When it comes to adventure or long distance touring on two wheels, the choice for many Asian riders are Kawasaki’s Versys 650 and Versys 1000 motorcycles.
However, both motorcycles are above 500cc and weighed more than 220kg alone despite being built with excellent centre of gravity to make it agile and nimble during a ride.
But the reality is, the lighter the bike, the better it is for such a journey. Hence that’s why Kawasaki had introduced a mini version of its Versys motorcycle in 2017 – the Versys X-250 (Versys X-300 for Europe & North America), a lightweight, 250cc twin cylinder touring bike for riders keen on adventure and long distance touring.
So how does the Versys X-250 really fares out there in reality? Indonesian rider-cum-blogger Stephen Langitan is set to prove that the Kawasaki Versys X-250 is built to be reliable and agile to withstand a 30,000km personal journey across 3 continents, starting from Jakarta and ending the trip in London with this motorcycle.
His first stop after Jakarta is Malaysia, having shipped his Versys X-250 from Indonesia to Klang, where Kawasaki Malaysia has organised a meet-the-media interview about his trip.
Having already covered 2,000 km on the leg from Jakarta to Kuala Lumpur, Langitan’s journey began on March 15, and will eventually cover some 30,000 km, expecting to reach UK on August 17.
With the tagline “Brotherhood Across Borders”, Langitan will visit 30 countries where he will proudly fly the Indonesian flag. In fact, his Versys X-250 is even painted in the flag’s colours.
Langitan’s Versys X-250 is an off-the-shelf model, with the only modifications being the addition of crash bars, twin spotlights, tubeless tyres and luggage. The rims have been modified by Langitan for the tubeless tyres to be fitted.
In addition, there’s also a tank bag and duffel bag strapped to the pillion, which contain personal items and essentials like laptop and electronic devices that can be easily removed at the end of each day’s ride.

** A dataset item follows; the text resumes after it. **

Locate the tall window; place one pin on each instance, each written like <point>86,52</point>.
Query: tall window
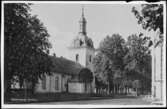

For his journey, Langitan’s plan is consisting in covering approximately 400km a day, starting from 8am and calling it a day around 6pm – unlike Malaysia and Indonesia, night time comes early for most countries away from the Equator.
He says the slow pace is deliberate, as he intends to savour the sights and the experience of riding across different countries instead of just riding past them in a hurry.